Im Bereich der Naturkosmetik poppen ständig neue Marken mit innovativen, grünen Konzepten auf. Aber auch konventionelle Kosmetikmarken setzen nach und nach stärker auf natürliche oder naturnahe Produkte. Dann gibt es auch die großen Urgesteine der Kosmetikbranche, die schon immer nachhaltig waren: Dr. Hauschka und Weleda zum Beispiel. Die Kommunikation der Marken ist so verschieden wie ihre Produkte – pauschalisierte Faustregeln für wirksame Nachhaltigkeitskommunikation gibt es kaum. Denn was Authentizität bedeutet, muss jede Marke, teilweise sogar jede Produktlinie, für sich selbst definieren. Tatsächlich kommt der Begriff Nachhaltigkeit jedoch selten offen zur Sprache – er ist zu breit,  um allgemein begreiflich zu wirken, erklärt Dr. Gebhard. “Greta Thunberg spricht auch nicht von Nachhaltigkeit, sondern vom Klimaschutz. Dr. Hauschka sagt nicht, wir sind nachhaltig, sondern wir sind natürlich. Es geht stets um den jeweiligen Wert, der den Kunden anspricht. Das sind die Motive, wegen denen ich mich für ein Produkt entscheide: Wegen der ihm auferlegten Attribute – energieeffizient, bio, natürlich, tierversuchsfrei. Der Endverbraucher ernährt sich nicht nachhaltig, er ernährt sich vegan.”

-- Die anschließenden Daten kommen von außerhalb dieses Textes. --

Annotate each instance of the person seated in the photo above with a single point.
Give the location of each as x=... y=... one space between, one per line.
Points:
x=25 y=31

Zusammenfassend lässt sich nochmals betonen, dass es keinen pauschalisierbaren Weg gibt, als nachhaltige Kosmetikmarke seine grünen Werte und Strategien richtig zu kommunizieren. Kunden verlangen nach Transparenz, sie erwarten sich Ehrlichkeit und wollen Markenversprechen als erfüllt wissen. Authentische Blogartikel, die offensichtliche Beschäftigung mit Fragen zu den kommunizierten Attributen (vegan, bio, natürlich…), Einblicke in Produktion und Verwertung, glaubwürdige Partner, gut bespielte Social Media Plattformen, viel Bezug auf Videos und Fotos und die Bestätigung gelebter Werte über die Zertifizierung durch wichtige Siegel – das alles sind Strategien, die gute Nachhaltigkeitskommunikation ausmacht. Den richtigen Weg, diese umzusetzen, muss jede Marke für sich selbst finden.